The boycott of Loblaw stores in May had only a “minor” financial impact on Canada’s largest grocers, according to the company’s CEO.
Loblaw Co. Ltd. reported second-quarter earnings on Thursday, including the month of May, which saw the grocer targeted in a grassroots boycott campaign venting frustrations over rising grocery prices.
Loblaw CEO Per Bank was asked about the impact of the movement during an earnings call accompanying the earnings. He said “the overall financial impact was minor.”
Chief financial officer Richard Dufresne acknowledged that the boycott had “a bit of an impact in certain stores in specific markets.”
“That said, at the end of the quarter, things had returned to normal,” he said.
The company missed analysts’ revenue expectations for the quarter, with same-store food sales up just 0.2 per cent.

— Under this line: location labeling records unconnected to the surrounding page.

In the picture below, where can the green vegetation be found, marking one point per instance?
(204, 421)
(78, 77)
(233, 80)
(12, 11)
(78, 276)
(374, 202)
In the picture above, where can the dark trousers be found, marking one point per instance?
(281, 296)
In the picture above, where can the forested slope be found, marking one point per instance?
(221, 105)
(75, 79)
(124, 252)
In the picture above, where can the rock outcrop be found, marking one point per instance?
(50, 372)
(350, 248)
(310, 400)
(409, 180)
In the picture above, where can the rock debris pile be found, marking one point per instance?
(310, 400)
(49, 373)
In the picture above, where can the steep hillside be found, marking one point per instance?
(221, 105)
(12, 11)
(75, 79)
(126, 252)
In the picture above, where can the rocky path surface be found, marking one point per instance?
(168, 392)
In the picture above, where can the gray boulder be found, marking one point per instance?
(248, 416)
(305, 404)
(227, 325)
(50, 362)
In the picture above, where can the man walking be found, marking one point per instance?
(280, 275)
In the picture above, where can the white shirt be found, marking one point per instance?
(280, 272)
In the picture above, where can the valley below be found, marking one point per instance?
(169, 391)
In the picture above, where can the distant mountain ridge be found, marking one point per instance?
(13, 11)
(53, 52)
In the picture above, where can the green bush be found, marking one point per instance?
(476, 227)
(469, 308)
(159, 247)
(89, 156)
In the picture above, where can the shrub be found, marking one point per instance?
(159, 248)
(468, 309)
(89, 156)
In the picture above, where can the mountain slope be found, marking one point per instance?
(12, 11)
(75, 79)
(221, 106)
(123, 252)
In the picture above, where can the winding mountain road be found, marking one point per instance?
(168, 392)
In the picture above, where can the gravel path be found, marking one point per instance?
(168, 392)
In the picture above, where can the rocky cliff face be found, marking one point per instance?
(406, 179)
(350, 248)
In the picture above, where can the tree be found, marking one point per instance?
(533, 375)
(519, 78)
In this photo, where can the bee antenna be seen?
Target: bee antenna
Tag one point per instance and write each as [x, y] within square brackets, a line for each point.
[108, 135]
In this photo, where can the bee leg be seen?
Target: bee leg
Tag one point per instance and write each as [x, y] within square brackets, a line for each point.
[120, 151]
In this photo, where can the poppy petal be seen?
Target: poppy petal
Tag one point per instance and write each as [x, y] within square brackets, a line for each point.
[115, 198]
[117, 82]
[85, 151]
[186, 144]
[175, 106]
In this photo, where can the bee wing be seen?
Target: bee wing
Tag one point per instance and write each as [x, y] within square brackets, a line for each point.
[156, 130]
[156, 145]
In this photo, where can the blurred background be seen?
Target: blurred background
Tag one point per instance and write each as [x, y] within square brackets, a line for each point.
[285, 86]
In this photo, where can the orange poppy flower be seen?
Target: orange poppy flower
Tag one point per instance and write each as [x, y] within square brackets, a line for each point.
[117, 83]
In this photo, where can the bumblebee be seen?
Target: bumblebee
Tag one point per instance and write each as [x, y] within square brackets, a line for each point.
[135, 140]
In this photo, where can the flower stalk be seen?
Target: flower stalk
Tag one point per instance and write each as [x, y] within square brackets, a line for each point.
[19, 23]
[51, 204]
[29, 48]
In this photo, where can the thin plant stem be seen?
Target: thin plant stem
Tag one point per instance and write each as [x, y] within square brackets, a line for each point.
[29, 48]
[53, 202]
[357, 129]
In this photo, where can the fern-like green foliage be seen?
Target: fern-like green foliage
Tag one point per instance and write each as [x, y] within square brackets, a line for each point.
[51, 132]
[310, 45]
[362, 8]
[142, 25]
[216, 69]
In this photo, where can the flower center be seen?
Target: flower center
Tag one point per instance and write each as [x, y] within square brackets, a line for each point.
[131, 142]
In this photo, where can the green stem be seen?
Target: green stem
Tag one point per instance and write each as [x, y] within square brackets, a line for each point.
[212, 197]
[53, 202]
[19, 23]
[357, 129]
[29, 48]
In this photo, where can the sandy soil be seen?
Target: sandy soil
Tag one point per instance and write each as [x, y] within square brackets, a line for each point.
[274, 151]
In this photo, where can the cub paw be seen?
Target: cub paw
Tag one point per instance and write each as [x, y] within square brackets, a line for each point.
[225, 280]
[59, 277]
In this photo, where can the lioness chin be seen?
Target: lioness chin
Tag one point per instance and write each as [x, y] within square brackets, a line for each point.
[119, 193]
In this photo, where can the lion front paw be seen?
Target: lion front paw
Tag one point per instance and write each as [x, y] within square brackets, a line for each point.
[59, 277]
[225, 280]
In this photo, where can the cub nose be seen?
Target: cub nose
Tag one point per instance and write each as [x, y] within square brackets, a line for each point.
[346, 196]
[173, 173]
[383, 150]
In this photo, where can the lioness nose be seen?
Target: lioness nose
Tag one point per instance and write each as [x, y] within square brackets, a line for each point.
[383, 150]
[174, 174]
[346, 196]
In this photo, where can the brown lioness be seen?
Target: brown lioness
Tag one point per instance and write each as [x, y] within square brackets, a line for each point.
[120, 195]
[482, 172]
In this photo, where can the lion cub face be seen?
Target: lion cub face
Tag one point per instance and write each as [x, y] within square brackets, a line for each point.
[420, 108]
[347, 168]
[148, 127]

Dufresne attributed the softer-than-expected sales in part to the company lapping a much stronger growth quarter a year ago, when same-store food sales rose 6.2 per cent.
He also said the “extremely hot” temperatures in May 2023 fuelled a boom in the company’s outdoor and gardening segments, while a comparatively cold and rainy season this spring dampened sales here this past quarter.
Loblaw said the decline in front-store same-store sales was primarily driven by lower sales of food and household items and the decision to exit certain low-margin electronics categories.
Canadian consumers have been trimming expenses even on essential items as high housing costs and interest rates continue to eat into their income.
The country’s retail sales fell in May mainly due to a drop in sales at supermarkets and grocery retailers, according to Statistics Canada.